Yeah, it is a resolution, huh? Sigh.
Realized a few things:
- I’m so far off schedule that I don’t know when I’m going to finish… even though it will most likely happen within the next twenty pages-max.
- My schedule may have been a little “wack” (as we used to say around the way), a fatal flaw that added unnecessary stress.
- I choked off the source of my creativity by worrying about the number of pages outputted instead of the frequency with which I exercised my gift.
Although the outline was finished last September something happened today that hadn’t occurred in nearly a month: The Muses came bearing gifts.

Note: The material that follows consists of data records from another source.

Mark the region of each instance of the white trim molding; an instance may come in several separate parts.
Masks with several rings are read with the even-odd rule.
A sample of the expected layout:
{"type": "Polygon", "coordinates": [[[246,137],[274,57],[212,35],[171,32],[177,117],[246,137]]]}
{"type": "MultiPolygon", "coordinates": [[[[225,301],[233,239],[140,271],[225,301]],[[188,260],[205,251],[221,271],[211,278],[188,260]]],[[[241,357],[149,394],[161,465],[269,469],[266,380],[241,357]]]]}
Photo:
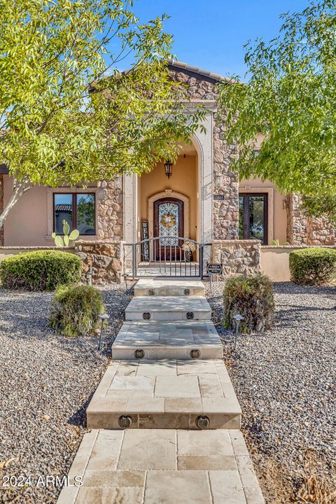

I subscribe to Steven Pressfield’s theory in “The War of Art”, that Muses honor tangible examples of our dedication to the craft by providing inspiration, ideas far superior to whatever we could have ever come up with on our own.
Don’t speak about the good ideas, cause they aren’t good enough. I’m referring to the otherworldly ideas that feel as though they’ve taken an express train from the heavens, where you’re tied into another dimension, so vivid and real that you sensuously depict each stimulus in remarkable depth.
And it feels easy. Like cheating.
No doubt, Muses at work.
Blah, blah, blah. Anyway, the New Year’s celebration came and went. Story didn’t magically finish and there’s a great word: magic. To paraphrase the words of Little Sara (artist friend / sometime muse), I didn’t let the magic happen… I didn’t leave room for the magic to happen. I took a soulful process and beat the life out of it. Not every moment but often enough to lose my way, even if it meant missing out on moments that would have been edgy and raw. Beautiful at times.
What an educational process writing my first novel has been. A joy exists that hadn’t existed in years, not since I played live music in the L.A. area back in the mid-nineties. There’s a freedom that comes with flying, similar to sex but different. Exponentially more powerful because more people and energies are interacting.
This is where I would usually end with the word count, number of paragraphs, and what chapter I was working in. My clever little gimmick. Instead I’ll end by saying it’s after midnight and I know I should turn in… but Muses came bearing gifts. You see, I’m taking my two main characters on a steeper, scarier forced march than initially planned. Pain will be felt, lines will be crossed, final consequences set into motion. Story left the starting line at ten-plus on the intensity scale, and I’m blowing the roof of this bitch at the end!
…no, borderline arrogance.
I’ll say sincerely that I feel as though I’m but a conduit for this form of expression. I feel connected to the world, part of a community.